There isn’t much in the way of instructions, but just start playing and you can figure it out pretty quickly. Not to toot my own horn too much, but I got up to Level 12. But then I got stumped. Has anyone figured out how to beat that level? Drop me a line if you do.
Nope, I can’t figure out how to get past the orcs in level 9. Think there are cheat codes up yet?
I don’t get it. The people who wind up in the intersection between the three realms are the people the Mandel Center should invite to apply for its fellowship? What’s there to be “creative” about?
In addition to being confusing, I find this weird, off-putting, arrogant, and just plain YUCK. To wit:
1) It’s totally uncool, not to mention highly unprofessional, to email out lists of Jews and ask other people to pass judgment on them.
2) This Jewish list-making stuff has to stop. It keeps the focus on status and prestige and who’s in or out, rather than on the everyday hard work of sustaining Jewish life and doing God’s work in the world.

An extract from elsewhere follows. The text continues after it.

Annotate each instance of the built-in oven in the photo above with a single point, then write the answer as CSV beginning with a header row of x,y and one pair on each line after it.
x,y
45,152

3) Of course it’s important to recognize people’s hard work and accomplishments. But these lists mask the fact that there are hundreds of stellar leaders– professional and non– working steadily and effectively and often quietly for the community and the world. These lists make it sound as though it’s only the ones who’ve caught the media’s attention who are going to define or save us. I’d take a Joelle Novey or an Aaron Dorfman over a Michael Bloomberg or a Diane von Furstenberg any day.
Don’t get me wrong– many of those who made the lists certainly belong there. But let’s not lull ourselves into thinking that 10 or 50 individuals are going to save the American Jewish community singlehandedly. And especially not when they represent a totally gender-skewed vision of the American Jewish community.
Having lived in Newport, VT for three years (At that time, I was one of three Jews living there), I did like the headline. The game, not so much. It would be helpful if there was a brief bio of each somewhere, but that would be like asking for cheat codes, now wouldn’t it?
When I was there, the Jews numbered in the hundreds if not thousands!
I don’t get it at all and I don’t think I’m interested in investing the time to figure it out. Basically everyone fell into the category of “entrepreneur” (I didn’t get to the rabbis). And I didn’t recognize basically anyone on Heeb’s list. It made me feel like a loser and outsider. Whereas Scrabulous allows me to demonstrate my awesomeness.